What Will Your Verse Be?

I posted this on my Algebra class blog a few minutes ago. Thought I would share it here as well.


I'm sometimes (okay, often) not very good at expressing myself. Thankfully, I have other folks I can turn to that can perhaps convey what I was trying to say better than I did today in class. Case in point: Walt Whitman.
O Me! O Life?
By Walt Whitman (from Leaves of Grass, 1892)
Oh me!

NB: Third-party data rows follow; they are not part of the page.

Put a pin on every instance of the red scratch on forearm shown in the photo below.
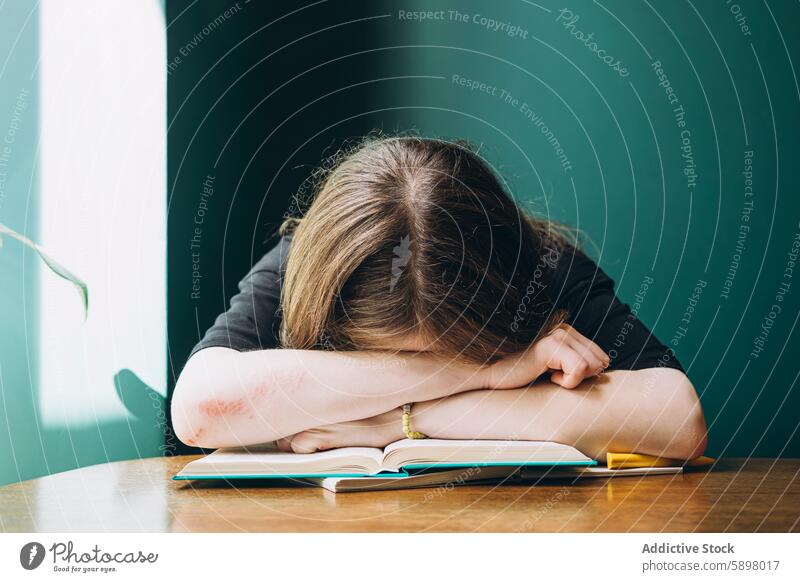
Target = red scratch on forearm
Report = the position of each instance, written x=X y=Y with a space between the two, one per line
x=216 y=407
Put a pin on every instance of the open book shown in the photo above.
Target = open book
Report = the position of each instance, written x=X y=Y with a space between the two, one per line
x=399 y=459
x=525 y=475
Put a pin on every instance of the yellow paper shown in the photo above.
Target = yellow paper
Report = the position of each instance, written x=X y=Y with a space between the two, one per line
x=632 y=460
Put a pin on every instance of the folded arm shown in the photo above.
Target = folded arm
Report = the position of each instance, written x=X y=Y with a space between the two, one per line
x=229 y=398
x=654 y=411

Oh life! of the questions of these recurring,
Of the endless trains of the faithless, of cities fill’d with the foolish,
Of myself forever reproaching myself, (for who more foolish than I, and who more faithless?)
Of eyes that vainly crave the light, of the objects mean, of the struggle ever renew’d,
Of the poor results of all, of the plodding and sordid crowds I see around me,
Of the empty and useless years of the rest, with the rest me intertwined,
The question, O me! so sad, recurring—What good amid these, O me, O life?  
Answer.  
That you are here—that life exists and identity,
That the powerful play goes on, and you may contribute a verse.
This is what I was trying to get at today in class (albeit very poorly). My hope for you is that you may contribute a verse.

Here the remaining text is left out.